Part of Advances in Neural Information Processing Systems 35 (NeurIPS 2022) Main Conference Track
Chaoqi Yang, Cheng Qian, Navjot Singh, Cao (Danica) Xiao, M Westover, Edgar Solomonik, Jimeng Sun
Tensor decompositions are powerful tools for dimensionality reduction and feature interpretation of multidimensional data such as signals. Existing tensor decomposition objectives (e.g., Frobenius norm) are designed for fitting raw data under statistical assumptions, which may not align with downstream classification tasks.

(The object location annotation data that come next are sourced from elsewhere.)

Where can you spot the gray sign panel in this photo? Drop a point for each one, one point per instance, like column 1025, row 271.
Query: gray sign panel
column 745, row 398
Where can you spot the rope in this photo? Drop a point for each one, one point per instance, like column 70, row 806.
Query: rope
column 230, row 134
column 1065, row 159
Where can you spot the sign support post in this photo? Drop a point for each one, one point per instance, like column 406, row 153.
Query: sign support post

In practice, raw input tensor can contain irrelevant information while data augmentation techniques may be used to smooth out class-irrelevant noise in samples. This paper addresses the above challenges by proposing augmented tensor decomposition (ATD), which effectively incorporates data augmentations and self-supervised learning (SSL) to boost downstream classification. To address the non-convexity of the new augmented objective, we develop an iterative method that enables the optimization to follow an alternating least squares (ALS) fashion. We evaluate our proposed ATD on multiple datasets. It can achieve 0.8%~2.5% accuracy gain over tensor-based baselines. Also, our ATD model shows comparable or better performance (e.g., up to 15% in accuracy) over self-supervised and autoencoder baselines while using less than 5% of learnable parameters of these baseline models.